Septic bursitis (SB) results from infection of the bursal sac, which is frequently caused by skin lesions but can also arise from secondary spread of infection from initial cellulitis into a pretraumatized superficial bursa or, in rare cases, from hematogenous seeding. Infection is commonly caused by bacteria (most often Staphylococcus aureus) but can in rare cases result from fungi. [16]  The prepatellar bursa is the bursa most commonly involved in Brucella infection. [17, 18, 19]  In addition, tuberculosis of the patella may present as prepatellar bursitis. [20]

Up to 50% of all SB cases occur in immunocompromised patients. Other risk factors include chronic rheumatic inflammatory diseases.  

Hemorrhagic bursitis

Hemobursa is a rare cause of acute prepatellar bursitis, except in cases of trauma or anticoagulation.

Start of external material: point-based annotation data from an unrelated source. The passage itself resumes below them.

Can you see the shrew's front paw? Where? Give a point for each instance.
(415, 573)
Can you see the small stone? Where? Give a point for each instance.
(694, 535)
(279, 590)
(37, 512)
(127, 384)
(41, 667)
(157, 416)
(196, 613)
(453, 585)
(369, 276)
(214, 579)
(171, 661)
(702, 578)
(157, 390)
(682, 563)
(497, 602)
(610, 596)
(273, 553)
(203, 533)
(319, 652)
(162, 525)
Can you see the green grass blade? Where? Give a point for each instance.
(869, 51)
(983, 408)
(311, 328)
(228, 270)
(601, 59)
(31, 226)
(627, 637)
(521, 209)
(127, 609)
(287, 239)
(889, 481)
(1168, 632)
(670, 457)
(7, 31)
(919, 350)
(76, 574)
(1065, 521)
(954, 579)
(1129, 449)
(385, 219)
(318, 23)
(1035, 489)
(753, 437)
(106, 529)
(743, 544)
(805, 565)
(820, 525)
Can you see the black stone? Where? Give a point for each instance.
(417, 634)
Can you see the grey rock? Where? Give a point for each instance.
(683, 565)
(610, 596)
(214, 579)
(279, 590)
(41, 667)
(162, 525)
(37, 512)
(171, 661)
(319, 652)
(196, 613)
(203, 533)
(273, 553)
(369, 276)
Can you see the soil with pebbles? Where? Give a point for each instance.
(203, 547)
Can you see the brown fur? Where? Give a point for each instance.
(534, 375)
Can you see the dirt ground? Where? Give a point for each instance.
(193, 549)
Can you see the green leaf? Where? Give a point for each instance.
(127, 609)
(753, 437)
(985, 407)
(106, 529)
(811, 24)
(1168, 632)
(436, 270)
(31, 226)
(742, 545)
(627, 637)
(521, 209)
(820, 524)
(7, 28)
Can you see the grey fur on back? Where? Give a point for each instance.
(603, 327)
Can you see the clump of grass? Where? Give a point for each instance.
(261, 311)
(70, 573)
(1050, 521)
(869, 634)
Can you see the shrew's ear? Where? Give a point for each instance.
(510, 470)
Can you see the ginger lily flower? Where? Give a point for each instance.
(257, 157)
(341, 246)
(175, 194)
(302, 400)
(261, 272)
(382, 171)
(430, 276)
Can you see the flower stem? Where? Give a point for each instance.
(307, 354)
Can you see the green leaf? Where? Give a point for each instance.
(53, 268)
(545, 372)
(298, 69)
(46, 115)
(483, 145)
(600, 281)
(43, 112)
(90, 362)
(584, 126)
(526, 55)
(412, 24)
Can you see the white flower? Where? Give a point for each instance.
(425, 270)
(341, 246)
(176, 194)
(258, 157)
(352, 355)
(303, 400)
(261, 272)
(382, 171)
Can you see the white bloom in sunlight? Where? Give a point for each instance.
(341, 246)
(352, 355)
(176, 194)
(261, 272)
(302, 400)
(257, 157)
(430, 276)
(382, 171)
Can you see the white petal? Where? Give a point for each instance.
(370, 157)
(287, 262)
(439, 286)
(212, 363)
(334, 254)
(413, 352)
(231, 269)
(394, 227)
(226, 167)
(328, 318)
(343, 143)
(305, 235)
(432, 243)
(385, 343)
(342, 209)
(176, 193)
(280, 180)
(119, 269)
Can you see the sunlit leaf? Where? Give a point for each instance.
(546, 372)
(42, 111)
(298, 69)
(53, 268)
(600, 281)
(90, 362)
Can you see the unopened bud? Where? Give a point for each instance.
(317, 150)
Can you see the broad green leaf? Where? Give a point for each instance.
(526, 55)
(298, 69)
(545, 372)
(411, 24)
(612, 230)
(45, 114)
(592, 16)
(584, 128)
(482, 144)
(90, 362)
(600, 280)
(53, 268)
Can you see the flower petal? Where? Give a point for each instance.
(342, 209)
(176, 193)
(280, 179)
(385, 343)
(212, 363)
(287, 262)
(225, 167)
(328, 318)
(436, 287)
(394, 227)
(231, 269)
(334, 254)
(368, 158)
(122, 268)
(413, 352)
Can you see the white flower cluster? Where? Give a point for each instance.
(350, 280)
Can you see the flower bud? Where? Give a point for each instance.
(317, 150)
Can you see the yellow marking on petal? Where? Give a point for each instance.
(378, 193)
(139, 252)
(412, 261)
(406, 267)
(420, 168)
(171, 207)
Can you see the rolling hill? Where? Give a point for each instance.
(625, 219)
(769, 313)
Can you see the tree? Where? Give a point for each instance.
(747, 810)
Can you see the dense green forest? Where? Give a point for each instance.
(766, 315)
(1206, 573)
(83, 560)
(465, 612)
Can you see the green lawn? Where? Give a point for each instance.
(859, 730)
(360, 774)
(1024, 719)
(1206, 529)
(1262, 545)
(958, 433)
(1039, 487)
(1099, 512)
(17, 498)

Prepatellar bursitis is the second most common superficial bursitis after olecranon bursitis.


Mortality associated with prepatellar bursitis is rare. Morbidity usually is secondary to pain and limited function. [21] In the case of septic prepatellar bursitis, failure to diagnose in a timely manner may lead to increased morbidity secondary to infectious etiology.


Prepatellar bursitis is more common in males than females.


Prepatellar bursitis can affect all age groups; however, in the pediatric age group, it is likely to be septic and to develop in an immunocompromised host.



The prognosis in prepatellar bursitis is generally good with prompt diagnosis and treatment.